Applying (log) transformations in R

Preliminaries

Load `ggplot2` for plotting

library(ggplot2)

Transformation basics

What are “transformations?

When we talk about “transforming” data in the contexts of statistics and data analysis, it just means that we take a variable and alter or convert its values from one scale to another.

Why transform?

There are all kinds of reasons we might want to apply a transformation, and we will come across a few in this course. But in general, the idea is that one or more of the following things might motivate us to transform our data in some way:

We may want to change the unit scale to something that is more easily interpretable or understandable.
We may want to alter some variables so that they are on comparable scales (in order to be able to make more “apples to apples” comparisons).
We may need to transform our data in a way in order to facilitate our statistical or analytical methods or assumptions.

What kinds of transformations are there?

There are as many potential transformations as we can imagine, but for our purposes, it’s essential to be able to understand the difference between linear and non-linear transformations.

We will return to this distinction in the next unit, when we start creating scatterplots, but the general idea is that if a transformation is linear, then it adds, subtracts, multiplies, or divides by some constant. It’s like the data is getting “shifted” or “stretched” in some consistent way that doesn’t really change how the values are related to each other. An example might be converting Fahrenheit to Celsius, or dollars to euros, or pounds to kilograms. “Standardizing” or creating z-scores is another example of a linear transformation that we will discuss later in the course.

In contrast, a non-linear transformation alters the underlying “shape” of the data. Any kind of exponential or logarithmic function is an example of this, because you can think of it as “stretching” or “squishing” some parts of the data more than others. Non-linear transformations are very useful if we want to change the shape of our data, like making a skewed distribution less skewed.

Example: log-transformation

In order to make this a bit more concrete, and to illustrate the process in R, let’s consider one of the more common (and useful!) transformations in data analysis, the logarithm (or just “log” for short).

What’s a logarithm?

In simple terms, a logarithm is the inverse of an exponent. For example, recall that 10 to the 0th power is 1, 10 to the 1st power is 10, 10 to the 2nd power is 100, 10 to the 3rd power is 1000, and so on. Taking the (base-10) logarithm is simply converting a value to the power of 10 it would take to get that value. So the (base-10) log of 1000 is 3, the log of 100 is 2, and the log of 42 is (approximately) 1.62.

So when we perform a log transform, what we are doing is converting the raw value to the power that the base is taken to, in order to get the raw value. So if our raw data was a sequence [10, 10, 100, 10, 1000], after log-transforming the data, it would be [1, 1, 2, 1, 3].

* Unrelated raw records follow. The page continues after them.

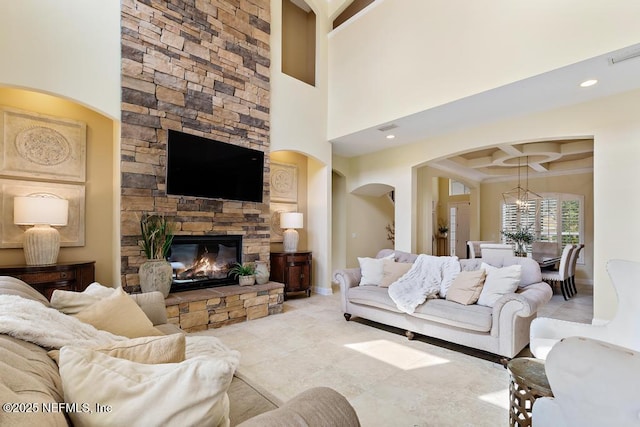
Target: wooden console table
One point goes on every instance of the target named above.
(69, 276)
(293, 269)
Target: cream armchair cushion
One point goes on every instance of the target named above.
(623, 329)
(594, 384)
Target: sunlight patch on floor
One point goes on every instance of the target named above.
(499, 398)
(397, 355)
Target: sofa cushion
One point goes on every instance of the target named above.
(28, 376)
(530, 269)
(13, 286)
(120, 315)
(193, 392)
(372, 270)
(473, 317)
(466, 287)
(372, 295)
(160, 349)
(71, 302)
(499, 282)
(392, 271)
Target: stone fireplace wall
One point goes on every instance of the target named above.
(201, 67)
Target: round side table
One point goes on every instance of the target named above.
(528, 382)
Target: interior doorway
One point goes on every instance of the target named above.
(459, 230)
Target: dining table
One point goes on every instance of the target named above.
(547, 261)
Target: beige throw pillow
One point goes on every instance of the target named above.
(189, 393)
(71, 302)
(120, 315)
(392, 271)
(161, 349)
(372, 270)
(466, 287)
(499, 281)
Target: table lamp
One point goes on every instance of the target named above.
(41, 242)
(290, 221)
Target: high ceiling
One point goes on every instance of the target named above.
(614, 72)
(553, 157)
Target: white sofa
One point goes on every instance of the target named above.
(502, 329)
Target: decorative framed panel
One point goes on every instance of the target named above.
(284, 182)
(42, 147)
(276, 209)
(70, 235)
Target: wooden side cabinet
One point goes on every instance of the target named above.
(68, 276)
(293, 269)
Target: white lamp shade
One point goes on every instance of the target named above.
(31, 210)
(291, 220)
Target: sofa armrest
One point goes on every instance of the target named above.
(316, 407)
(152, 303)
(347, 277)
(531, 297)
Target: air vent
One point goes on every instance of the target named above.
(624, 55)
(387, 127)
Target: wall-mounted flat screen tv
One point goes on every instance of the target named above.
(203, 167)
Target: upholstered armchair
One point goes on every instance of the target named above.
(623, 329)
(594, 384)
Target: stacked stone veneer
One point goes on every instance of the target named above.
(201, 67)
(204, 309)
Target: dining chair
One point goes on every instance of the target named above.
(544, 249)
(473, 248)
(572, 267)
(561, 276)
(496, 250)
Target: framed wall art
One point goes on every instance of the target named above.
(276, 209)
(70, 235)
(42, 147)
(284, 182)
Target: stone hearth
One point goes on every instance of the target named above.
(202, 309)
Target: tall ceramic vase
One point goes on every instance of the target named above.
(262, 272)
(156, 275)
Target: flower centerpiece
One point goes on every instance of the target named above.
(443, 227)
(156, 274)
(522, 236)
(245, 273)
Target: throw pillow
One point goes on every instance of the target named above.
(71, 302)
(372, 270)
(120, 315)
(466, 287)
(161, 349)
(119, 392)
(392, 271)
(499, 281)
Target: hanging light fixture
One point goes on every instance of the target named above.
(522, 196)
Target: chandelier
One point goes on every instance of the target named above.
(522, 196)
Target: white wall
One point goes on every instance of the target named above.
(299, 123)
(69, 48)
(405, 56)
(614, 125)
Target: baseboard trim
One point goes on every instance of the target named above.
(322, 291)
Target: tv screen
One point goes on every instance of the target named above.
(203, 167)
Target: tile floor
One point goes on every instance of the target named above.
(389, 380)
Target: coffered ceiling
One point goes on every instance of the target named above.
(552, 157)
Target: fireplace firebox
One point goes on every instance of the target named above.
(204, 261)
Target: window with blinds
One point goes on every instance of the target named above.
(556, 217)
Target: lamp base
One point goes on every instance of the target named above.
(290, 240)
(41, 245)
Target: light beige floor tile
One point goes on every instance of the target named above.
(389, 380)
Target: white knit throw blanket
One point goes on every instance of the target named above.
(423, 280)
(32, 321)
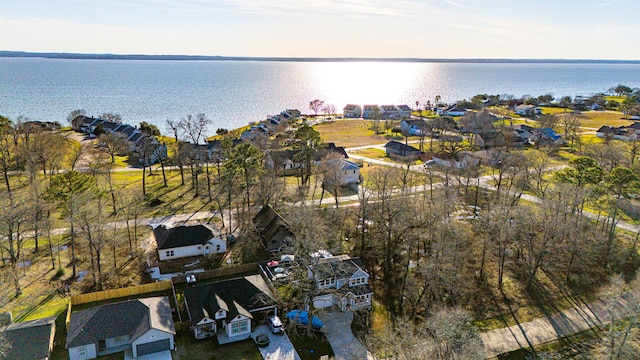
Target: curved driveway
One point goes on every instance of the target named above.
(345, 346)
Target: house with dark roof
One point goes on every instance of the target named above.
(285, 160)
(272, 228)
(187, 240)
(626, 133)
(136, 327)
(352, 111)
(414, 127)
(400, 151)
(342, 171)
(228, 309)
(30, 340)
(389, 111)
(404, 111)
(343, 282)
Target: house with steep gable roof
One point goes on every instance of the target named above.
(187, 240)
(273, 229)
(136, 327)
(228, 309)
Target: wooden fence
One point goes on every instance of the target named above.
(122, 292)
(220, 272)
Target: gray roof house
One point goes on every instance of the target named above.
(30, 340)
(400, 151)
(344, 281)
(136, 327)
(227, 308)
(187, 240)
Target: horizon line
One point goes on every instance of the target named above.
(112, 56)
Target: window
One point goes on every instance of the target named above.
(239, 327)
(120, 339)
(326, 282)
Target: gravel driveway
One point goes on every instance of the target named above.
(337, 326)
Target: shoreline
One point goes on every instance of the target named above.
(146, 57)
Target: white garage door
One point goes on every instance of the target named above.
(324, 301)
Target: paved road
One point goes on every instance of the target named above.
(279, 348)
(552, 327)
(344, 344)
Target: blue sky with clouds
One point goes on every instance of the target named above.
(567, 29)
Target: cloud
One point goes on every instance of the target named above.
(605, 4)
(451, 2)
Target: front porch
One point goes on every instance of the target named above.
(223, 338)
(113, 350)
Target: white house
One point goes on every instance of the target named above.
(389, 112)
(352, 111)
(187, 240)
(226, 309)
(451, 111)
(343, 171)
(404, 111)
(370, 110)
(343, 282)
(141, 327)
(413, 127)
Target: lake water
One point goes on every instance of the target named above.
(234, 93)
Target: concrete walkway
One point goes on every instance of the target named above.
(345, 345)
(552, 327)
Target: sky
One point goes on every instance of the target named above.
(472, 29)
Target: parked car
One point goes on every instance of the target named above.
(275, 324)
(262, 340)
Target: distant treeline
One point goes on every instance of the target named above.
(305, 59)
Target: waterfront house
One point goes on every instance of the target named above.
(400, 151)
(527, 110)
(415, 127)
(389, 112)
(135, 327)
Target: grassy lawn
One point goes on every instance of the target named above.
(350, 133)
(188, 348)
(596, 119)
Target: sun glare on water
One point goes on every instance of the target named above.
(368, 82)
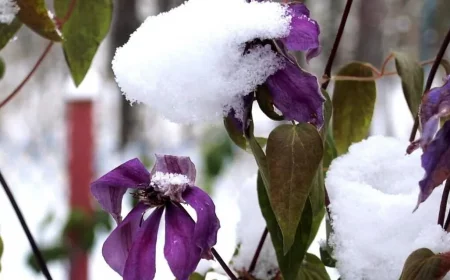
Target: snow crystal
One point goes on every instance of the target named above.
(249, 231)
(188, 63)
(373, 190)
(8, 10)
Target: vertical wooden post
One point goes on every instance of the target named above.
(79, 108)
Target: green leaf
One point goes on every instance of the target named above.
(293, 155)
(265, 102)
(353, 105)
(7, 31)
(35, 15)
(423, 264)
(330, 152)
(317, 199)
(312, 269)
(83, 32)
(290, 262)
(412, 76)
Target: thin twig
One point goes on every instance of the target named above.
(27, 78)
(443, 207)
(223, 264)
(36, 251)
(431, 75)
(258, 251)
(337, 40)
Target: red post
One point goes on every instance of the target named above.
(81, 146)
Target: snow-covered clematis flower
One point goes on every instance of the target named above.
(130, 249)
(436, 147)
(295, 92)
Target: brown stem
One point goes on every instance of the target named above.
(443, 207)
(258, 250)
(431, 75)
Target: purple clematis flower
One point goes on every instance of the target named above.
(435, 105)
(131, 247)
(295, 92)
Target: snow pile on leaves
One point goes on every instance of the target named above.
(373, 190)
(8, 10)
(188, 63)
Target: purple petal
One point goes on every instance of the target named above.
(436, 162)
(297, 95)
(180, 250)
(176, 165)
(205, 232)
(239, 116)
(117, 245)
(304, 32)
(110, 188)
(141, 262)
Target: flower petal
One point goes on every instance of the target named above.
(304, 32)
(141, 262)
(110, 188)
(117, 245)
(436, 162)
(180, 250)
(297, 95)
(176, 165)
(207, 225)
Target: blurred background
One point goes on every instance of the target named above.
(45, 129)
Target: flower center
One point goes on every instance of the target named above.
(163, 188)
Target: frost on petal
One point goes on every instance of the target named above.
(297, 95)
(8, 10)
(207, 225)
(117, 245)
(141, 262)
(175, 165)
(436, 162)
(180, 250)
(374, 187)
(304, 32)
(199, 82)
(110, 188)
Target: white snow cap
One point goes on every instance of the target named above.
(8, 10)
(373, 190)
(188, 63)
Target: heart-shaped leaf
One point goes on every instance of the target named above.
(293, 156)
(353, 106)
(412, 76)
(423, 264)
(312, 269)
(290, 262)
(35, 15)
(83, 32)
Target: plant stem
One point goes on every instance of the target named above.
(443, 207)
(258, 250)
(27, 78)
(431, 75)
(327, 72)
(223, 264)
(36, 251)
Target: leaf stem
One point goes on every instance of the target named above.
(443, 206)
(431, 75)
(327, 71)
(258, 250)
(37, 253)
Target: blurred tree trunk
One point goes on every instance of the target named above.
(125, 22)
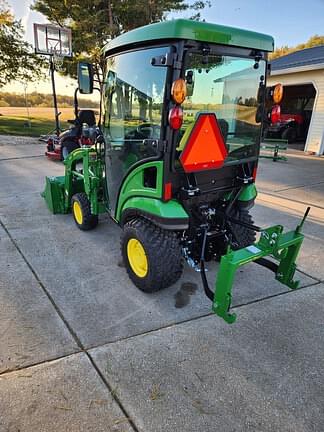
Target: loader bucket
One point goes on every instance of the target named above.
(54, 194)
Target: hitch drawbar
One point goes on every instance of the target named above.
(283, 247)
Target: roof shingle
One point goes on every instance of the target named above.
(305, 57)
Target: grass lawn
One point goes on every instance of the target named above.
(14, 121)
(20, 126)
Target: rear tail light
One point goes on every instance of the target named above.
(275, 114)
(179, 91)
(176, 117)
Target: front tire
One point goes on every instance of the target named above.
(81, 210)
(152, 256)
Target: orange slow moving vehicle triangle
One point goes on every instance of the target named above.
(205, 148)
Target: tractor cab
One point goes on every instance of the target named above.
(176, 160)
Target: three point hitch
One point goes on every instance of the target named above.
(282, 247)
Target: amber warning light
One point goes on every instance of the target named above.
(205, 148)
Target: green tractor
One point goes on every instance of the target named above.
(176, 161)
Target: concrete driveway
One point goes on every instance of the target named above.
(81, 349)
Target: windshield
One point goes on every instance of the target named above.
(227, 86)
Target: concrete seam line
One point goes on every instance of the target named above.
(18, 158)
(275, 295)
(32, 365)
(72, 332)
(299, 187)
(283, 198)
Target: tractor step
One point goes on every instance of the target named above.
(283, 248)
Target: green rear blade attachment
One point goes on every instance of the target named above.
(282, 247)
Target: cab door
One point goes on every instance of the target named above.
(133, 107)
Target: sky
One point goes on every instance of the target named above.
(289, 21)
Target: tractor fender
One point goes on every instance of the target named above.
(167, 215)
(247, 197)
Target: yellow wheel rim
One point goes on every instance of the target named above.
(137, 258)
(77, 212)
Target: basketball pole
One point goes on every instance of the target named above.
(57, 114)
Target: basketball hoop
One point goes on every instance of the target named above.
(58, 61)
(56, 42)
(50, 40)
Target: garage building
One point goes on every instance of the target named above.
(302, 74)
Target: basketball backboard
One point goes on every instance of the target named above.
(52, 40)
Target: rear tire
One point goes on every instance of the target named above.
(152, 256)
(81, 210)
(245, 236)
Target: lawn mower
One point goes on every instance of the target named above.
(176, 159)
(82, 133)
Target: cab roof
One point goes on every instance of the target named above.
(193, 30)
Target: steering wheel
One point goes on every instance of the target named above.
(149, 130)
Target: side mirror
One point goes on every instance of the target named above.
(85, 78)
(190, 81)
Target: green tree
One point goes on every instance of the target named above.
(95, 22)
(17, 62)
(313, 41)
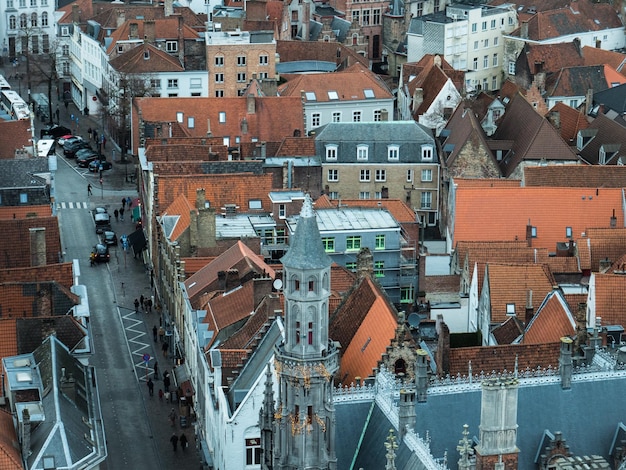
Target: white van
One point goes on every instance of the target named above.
(46, 147)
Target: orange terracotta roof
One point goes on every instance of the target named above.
(490, 359)
(396, 207)
(584, 176)
(232, 188)
(10, 456)
(511, 283)
(238, 256)
(552, 321)
(504, 213)
(364, 326)
(22, 212)
(608, 301)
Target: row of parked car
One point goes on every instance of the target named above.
(74, 146)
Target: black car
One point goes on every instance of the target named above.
(109, 238)
(101, 253)
(85, 156)
(54, 131)
(70, 148)
(98, 165)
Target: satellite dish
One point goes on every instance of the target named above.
(414, 320)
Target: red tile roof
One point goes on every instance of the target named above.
(552, 321)
(504, 213)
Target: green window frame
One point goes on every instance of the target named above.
(329, 244)
(353, 243)
(380, 242)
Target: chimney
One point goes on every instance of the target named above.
(421, 375)
(529, 234)
(37, 246)
(25, 433)
(200, 198)
(406, 412)
(134, 31)
(524, 30)
(251, 103)
(149, 32)
(529, 307)
(262, 288)
(565, 363)
(75, 14)
(121, 17)
(588, 101)
(169, 7)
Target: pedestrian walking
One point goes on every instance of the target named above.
(183, 441)
(174, 441)
(166, 382)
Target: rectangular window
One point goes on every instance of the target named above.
(353, 243)
(379, 268)
(329, 244)
(253, 452)
(380, 242)
(361, 152)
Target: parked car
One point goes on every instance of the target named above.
(109, 238)
(98, 165)
(54, 131)
(70, 148)
(68, 138)
(101, 253)
(85, 156)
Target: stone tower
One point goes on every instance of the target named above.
(498, 449)
(306, 361)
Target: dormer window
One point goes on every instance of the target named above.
(427, 152)
(393, 153)
(361, 152)
(331, 152)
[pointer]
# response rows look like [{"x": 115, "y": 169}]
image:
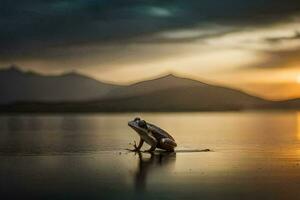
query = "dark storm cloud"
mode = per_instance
[{"x": 34, "y": 27}]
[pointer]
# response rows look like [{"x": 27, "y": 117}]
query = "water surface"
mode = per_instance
[{"x": 256, "y": 155}]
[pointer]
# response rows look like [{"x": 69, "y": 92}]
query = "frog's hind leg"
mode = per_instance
[{"x": 167, "y": 144}]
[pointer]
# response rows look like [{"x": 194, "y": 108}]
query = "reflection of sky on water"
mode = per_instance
[{"x": 255, "y": 156}]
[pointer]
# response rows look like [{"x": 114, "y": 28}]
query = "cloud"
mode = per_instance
[
  {"x": 34, "y": 25},
  {"x": 294, "y": 36}
]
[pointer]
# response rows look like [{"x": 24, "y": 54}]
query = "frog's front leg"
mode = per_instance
[{"x": 138, "y": 148}]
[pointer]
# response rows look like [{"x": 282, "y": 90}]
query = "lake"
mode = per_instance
[{"x": 255, "y": 155}]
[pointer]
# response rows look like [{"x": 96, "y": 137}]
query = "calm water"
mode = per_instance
[{"x": 255, "y": 156}]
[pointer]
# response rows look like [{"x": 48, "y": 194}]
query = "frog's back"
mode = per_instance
[{"x": 159, "y": 133}]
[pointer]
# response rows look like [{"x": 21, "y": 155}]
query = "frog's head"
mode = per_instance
[{"x": 139, "y": 125}]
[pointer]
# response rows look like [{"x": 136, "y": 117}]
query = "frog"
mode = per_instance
[{"x": 152, "y": 135}]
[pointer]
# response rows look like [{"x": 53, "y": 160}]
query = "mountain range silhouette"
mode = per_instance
[{"x": 22, "y": 91}]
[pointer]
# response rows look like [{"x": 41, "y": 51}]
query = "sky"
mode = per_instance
[{"x": 252, "y": 45}]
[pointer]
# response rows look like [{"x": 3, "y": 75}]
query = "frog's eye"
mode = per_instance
[{"x": 142, "y": 124}]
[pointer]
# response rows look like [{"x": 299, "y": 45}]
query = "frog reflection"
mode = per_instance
[{"x": 158, "y": 160}]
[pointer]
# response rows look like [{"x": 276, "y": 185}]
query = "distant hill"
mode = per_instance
[
  {"x": 18, "y": 86},
  {"x": 76, "y": 93}
]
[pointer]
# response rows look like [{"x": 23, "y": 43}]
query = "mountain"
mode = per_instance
[{"x": 17, "y": 86}]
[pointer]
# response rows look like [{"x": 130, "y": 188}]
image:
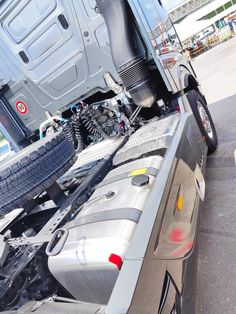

The base of the logarithm is the number you are getting the power of. So while the base-10 logarithm of 1000 is 3, if we took the base-2 logarithm of 8, we would also get 3, since 2 (from base-2) to the 3rd power is 8.

When we are doing data analysis, it actually doesn’t matter all that much what base we use when log-transforming, because the effect on the “shape” of the data is the same. The two most common options are the base-10 logarithm and the natural logarithm. The natural log is the default in R and other programming languages, and it literally means “exponent of the constant \(e\)”.¹ Unless it helps people interpret the results of your analysis, it doesn’t much matter what base you pick, so you might as well stick with the default base-\(e\) of the natural logarithm.

¹ e is a special mathematical constant, like \(pi\), and it is approximately 2.718

Is there a less mathy way of thinking about a logarithm?

It’s hard to get away from the math completely, but for our purposes, the idea is that when we take the log of a value, we are “stretching out” the distances between smaller values and “shrinking” the distances between larger values.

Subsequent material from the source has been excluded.